Context: I was reading a story I thought was great, then felt it starting to stumble, and just reached the part where I would get out my form letter to say "I regret to say..."



So many good authors get part way into what could be an incredible story and then lose the plot. Things start to get more complicated for no good reason. New plotlines pop up like cockroaches, scuttling into the shadows as soon as you look to closely, creeping out to shock you when you least expect it, feeding on the momentum and timing of the tale. New characters get introduced when none were needed. And worse: the characters (needful and not) "treat" the reader to pointless philosophical maunderings, strident political soapboxing, even just death spiral navel gazing.

Now, none of these things are bad in and of themselves. Twists add spice to a tired "meatloaf" plot, like stretching leftovers. Injecting new characters can jostle the dynamic and create new avenues for development. A little introspection and exposition can frame events so they seem like more than cut-outs.
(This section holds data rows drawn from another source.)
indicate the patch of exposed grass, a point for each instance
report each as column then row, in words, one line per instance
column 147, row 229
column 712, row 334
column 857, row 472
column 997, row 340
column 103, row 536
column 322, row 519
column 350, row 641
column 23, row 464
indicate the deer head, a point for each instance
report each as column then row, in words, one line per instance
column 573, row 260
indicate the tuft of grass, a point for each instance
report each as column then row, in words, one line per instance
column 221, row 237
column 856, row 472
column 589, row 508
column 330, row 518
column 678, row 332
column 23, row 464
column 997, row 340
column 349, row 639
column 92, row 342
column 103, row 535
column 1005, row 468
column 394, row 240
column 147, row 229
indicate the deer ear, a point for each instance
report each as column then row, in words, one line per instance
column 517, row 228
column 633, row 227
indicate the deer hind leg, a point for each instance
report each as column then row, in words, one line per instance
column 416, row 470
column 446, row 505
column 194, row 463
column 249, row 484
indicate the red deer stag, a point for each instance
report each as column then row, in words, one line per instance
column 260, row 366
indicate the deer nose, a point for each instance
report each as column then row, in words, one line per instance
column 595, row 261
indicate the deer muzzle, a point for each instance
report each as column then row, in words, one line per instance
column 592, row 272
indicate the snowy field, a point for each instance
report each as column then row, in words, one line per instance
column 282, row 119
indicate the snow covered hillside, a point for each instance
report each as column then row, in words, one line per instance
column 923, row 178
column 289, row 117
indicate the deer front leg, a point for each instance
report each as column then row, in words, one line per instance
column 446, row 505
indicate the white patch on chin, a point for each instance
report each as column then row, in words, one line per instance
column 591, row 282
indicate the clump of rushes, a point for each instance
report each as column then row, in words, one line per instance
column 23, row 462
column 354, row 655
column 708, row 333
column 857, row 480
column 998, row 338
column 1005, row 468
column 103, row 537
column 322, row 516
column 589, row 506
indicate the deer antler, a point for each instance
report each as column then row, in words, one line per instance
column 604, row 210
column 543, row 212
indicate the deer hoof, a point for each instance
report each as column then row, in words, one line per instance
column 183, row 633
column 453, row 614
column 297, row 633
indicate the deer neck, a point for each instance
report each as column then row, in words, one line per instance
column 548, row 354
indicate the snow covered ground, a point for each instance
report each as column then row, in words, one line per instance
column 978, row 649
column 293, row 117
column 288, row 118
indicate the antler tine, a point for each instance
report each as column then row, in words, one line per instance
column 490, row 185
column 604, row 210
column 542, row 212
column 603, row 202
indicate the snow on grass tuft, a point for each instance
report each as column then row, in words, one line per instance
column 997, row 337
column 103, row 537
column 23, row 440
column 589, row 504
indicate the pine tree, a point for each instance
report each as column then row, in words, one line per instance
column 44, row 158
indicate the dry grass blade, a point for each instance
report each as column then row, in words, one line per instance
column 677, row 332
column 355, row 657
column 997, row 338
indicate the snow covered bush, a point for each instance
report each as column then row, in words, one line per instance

But it seems like it's fairly common for a certain kind of author to just lose it part way into an otherwise gripping story. The additions and permutations start to take over, like the story is falling into a fugue state of baroque elaboration - Fibonacci sequences all the way down.

Sometimes (often, if the writer is really any good) the story pulls itself together, usually just in time for the last sequence. But what causes the runaway complication effect in the first place? 


I have a theory: Confidence.

Or rather: the lack of it.

I think a good author just sometimes gets the heebie-jeebies and suddenly doesn't really believe the story they're writing is good enough.

Let's face it, for all the talk about "it's to entertain people" to some (large) degree it's about recognition, about being arrogant enough to believe that other people will pay money to read our mad ravings. It stands to reason then that once in a while we'll get that chill on our necks, that dry, metallic taste in our mouths, and suddenly wonder: "am I good enough?"

And that's when a writer suddenly starts welding on gew gaws, adding fillips and curlicues, and injecting the story with "intellectual substance" or "artistic merit".

I'm sure there comes a time, after the fact, that the writer comes back an looks and thinks "oh God, what was I thinking!?"

But in that moment?

In that moment when the terrors whisper there's nothing but a desperate need to be good enough and if it isn't resisted, if the writer doesn't buckle down and trust the story, that's when bad things happen.

I'm going to finish this story, because the opening showed such promise. I really want the author to pull it back, but it's already a real loss, because I've just watch an author with skill and talent stumble over their own self-doubt.